Maybe this discussion is in scope for the v3 roadmap?
@dorchard I agree. If set_value is called with the name of an output-only variable, it should raise an error—just as it would for an unrecognized name. In fact, this is how I’ve seen most BMIs implemented.
As for whether input variables can be passed to get_value, we’ve gone back and forth on this. My view is that if you want to expose an input variable as an output, then it should be listed explicitly as both an input and an output variable. We’ve seen cases where a model accepts an input array but doesn’t store it internally as a simple flat array; sometimes calculations are performed on the input before storing it in a different form. In those cases, making the input variable also available as an output requires additional code to reconstruct a flat array from the internal data structures.
If we wanted input variables to implicitly double as output variables, the spec would need to require that all input variables must be exposed this way.
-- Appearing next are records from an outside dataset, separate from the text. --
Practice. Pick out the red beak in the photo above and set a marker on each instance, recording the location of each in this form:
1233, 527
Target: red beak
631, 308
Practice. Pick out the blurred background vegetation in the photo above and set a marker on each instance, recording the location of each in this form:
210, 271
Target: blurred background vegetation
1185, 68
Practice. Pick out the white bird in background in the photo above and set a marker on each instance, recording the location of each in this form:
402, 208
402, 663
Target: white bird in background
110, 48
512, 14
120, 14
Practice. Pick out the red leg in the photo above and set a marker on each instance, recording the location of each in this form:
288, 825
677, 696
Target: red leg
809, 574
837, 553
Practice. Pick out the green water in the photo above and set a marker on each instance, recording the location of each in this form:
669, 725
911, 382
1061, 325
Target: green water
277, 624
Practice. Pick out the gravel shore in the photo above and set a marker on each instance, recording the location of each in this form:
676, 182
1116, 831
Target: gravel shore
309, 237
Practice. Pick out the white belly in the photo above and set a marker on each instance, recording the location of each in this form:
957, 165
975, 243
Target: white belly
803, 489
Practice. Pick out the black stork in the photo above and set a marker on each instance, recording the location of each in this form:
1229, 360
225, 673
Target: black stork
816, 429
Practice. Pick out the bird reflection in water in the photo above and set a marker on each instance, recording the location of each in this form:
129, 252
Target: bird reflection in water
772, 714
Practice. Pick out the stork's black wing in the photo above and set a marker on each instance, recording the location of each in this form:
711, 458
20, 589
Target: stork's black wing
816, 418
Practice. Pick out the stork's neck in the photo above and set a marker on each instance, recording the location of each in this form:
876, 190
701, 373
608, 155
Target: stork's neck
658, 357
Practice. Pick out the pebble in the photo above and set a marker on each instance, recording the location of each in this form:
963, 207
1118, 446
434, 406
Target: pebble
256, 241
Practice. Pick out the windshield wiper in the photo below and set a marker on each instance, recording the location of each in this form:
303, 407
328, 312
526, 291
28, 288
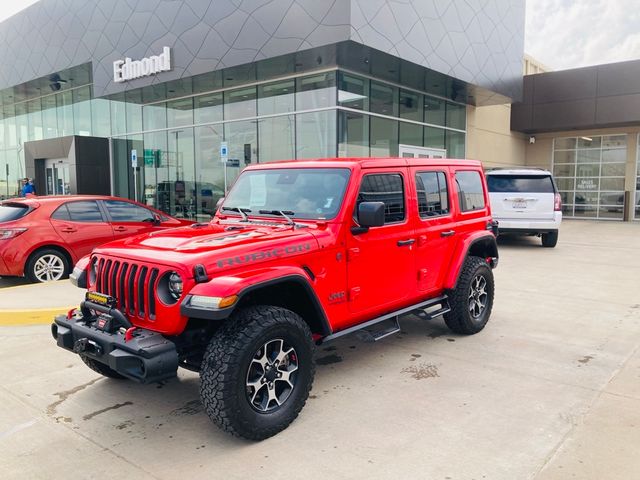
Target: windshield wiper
284, 213
242, 211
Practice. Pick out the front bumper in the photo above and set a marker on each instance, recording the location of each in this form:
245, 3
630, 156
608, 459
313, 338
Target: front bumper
146, 357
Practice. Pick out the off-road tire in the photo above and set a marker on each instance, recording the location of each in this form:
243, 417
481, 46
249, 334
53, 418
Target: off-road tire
223, 374
101, 368
60, 260
459, 319
549, 240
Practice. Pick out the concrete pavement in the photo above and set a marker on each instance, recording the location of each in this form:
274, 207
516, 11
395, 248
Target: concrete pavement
549, 390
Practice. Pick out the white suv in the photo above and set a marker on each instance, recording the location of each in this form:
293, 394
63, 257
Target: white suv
526, 201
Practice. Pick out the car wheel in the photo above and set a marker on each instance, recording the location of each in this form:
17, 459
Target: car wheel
549, 240
257, 372
47, 265
101, 368
472, 299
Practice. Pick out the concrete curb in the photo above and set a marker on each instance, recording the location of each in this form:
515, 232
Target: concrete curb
38, 316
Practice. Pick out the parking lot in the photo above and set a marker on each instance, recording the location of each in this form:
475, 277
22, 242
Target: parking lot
550, 390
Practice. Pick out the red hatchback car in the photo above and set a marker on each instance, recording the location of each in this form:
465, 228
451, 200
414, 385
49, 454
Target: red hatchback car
41, 238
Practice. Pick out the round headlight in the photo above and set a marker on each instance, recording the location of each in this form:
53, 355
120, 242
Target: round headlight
175, 285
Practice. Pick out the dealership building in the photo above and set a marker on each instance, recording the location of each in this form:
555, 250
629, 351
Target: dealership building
147, 99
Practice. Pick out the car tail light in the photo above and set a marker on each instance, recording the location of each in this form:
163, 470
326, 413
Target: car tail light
7, 233
557, 204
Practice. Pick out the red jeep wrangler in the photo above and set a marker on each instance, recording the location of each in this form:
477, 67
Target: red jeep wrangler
298, 254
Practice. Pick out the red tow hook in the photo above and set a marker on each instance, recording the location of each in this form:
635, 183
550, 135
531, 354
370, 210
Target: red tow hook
128, 335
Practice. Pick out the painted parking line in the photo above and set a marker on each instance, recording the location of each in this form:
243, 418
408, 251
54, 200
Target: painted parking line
39, 316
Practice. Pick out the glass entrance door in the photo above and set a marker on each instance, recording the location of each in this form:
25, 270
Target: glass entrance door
57, 176
413, 151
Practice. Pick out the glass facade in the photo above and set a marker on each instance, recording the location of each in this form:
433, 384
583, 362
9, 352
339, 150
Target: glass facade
590, 172
177, 129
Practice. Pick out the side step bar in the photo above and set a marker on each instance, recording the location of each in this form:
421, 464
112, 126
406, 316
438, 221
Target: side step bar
423, 310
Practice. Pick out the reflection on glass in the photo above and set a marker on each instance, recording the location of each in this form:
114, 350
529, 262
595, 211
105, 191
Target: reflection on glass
353, 134
315, 137
353, 91
240, 103
277, 138
277, 97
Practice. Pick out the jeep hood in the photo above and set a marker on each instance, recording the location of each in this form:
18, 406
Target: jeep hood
216, 246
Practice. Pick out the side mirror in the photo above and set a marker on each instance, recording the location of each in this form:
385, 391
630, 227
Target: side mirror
371, 214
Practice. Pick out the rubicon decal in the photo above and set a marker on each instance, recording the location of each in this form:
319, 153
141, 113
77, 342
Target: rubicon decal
263, 255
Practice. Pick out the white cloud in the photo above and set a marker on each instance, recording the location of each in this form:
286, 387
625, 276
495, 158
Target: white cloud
568, 34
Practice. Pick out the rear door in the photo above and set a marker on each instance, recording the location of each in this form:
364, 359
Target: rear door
517, 196
128, 218
81, 225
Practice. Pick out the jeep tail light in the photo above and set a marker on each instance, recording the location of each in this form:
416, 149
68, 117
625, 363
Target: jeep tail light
7, 233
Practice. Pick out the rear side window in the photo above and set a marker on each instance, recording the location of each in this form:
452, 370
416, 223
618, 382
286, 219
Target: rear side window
10, 212
470, 192
433, 196
84, 212
520, 183
387, 188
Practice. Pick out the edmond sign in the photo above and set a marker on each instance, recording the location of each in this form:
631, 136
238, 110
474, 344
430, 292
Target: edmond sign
127, 69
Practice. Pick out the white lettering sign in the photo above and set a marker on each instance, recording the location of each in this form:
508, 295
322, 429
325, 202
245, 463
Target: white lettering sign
127, 69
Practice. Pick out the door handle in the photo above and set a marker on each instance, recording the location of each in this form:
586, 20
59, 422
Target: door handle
406, 243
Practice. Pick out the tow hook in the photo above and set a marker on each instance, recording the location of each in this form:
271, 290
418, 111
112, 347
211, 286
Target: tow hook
84, 345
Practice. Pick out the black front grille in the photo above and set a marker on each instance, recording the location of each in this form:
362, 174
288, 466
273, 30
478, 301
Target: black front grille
132, 285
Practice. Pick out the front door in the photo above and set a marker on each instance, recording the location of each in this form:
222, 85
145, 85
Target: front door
57, 176
413, 151
381, 272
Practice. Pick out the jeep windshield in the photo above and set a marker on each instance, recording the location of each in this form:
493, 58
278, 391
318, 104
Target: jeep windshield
302, 193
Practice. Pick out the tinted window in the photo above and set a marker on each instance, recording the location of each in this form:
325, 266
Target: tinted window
433, 197
12, 212
470, 193
61, 213
127, 212
524, 184
386, 188
84, 212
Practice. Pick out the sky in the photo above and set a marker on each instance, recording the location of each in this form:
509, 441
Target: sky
561, 34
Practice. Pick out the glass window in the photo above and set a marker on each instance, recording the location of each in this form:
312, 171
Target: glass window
384, 99
470, 191
433, 196
303, 192
84, 211
155, 116
276, 97
411, 107
387, 188
434, 111
208, 108
276, 136
383, 137
240, 103
353, 134
180, 112
523, 184
411, 134
565, 143
209, 169
456, 116
120, 211
454, 144
316, 91
315, 137
82, 111
353, 92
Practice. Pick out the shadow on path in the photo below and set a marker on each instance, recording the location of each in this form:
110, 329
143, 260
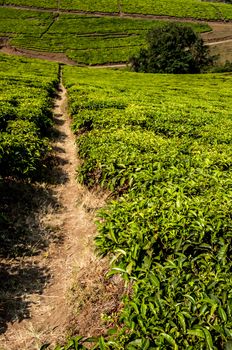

To me, that seems like it could be too much to ask—at least in some cases.
The philosophical answer is simply that BMI is more descriptive than prescriptive. It sketches out the behaviors and expectations that are useful for various desired modes of coupling and other inter-operation, and otherwise doesn’t particularly specify how models are supposed to work.
Your wording does suggest something to me that probably should get written into BMIv3, and maybe even a revision to BMIv2 - various classes of errors that models need to actually handle, rather than resulting in language-level undefined behavior (in C, C++, and the equivalent in Fortran). Particularly, passing a variable name that’s invalid for a given routine, or simply calling a routine that the model doesn’t implement.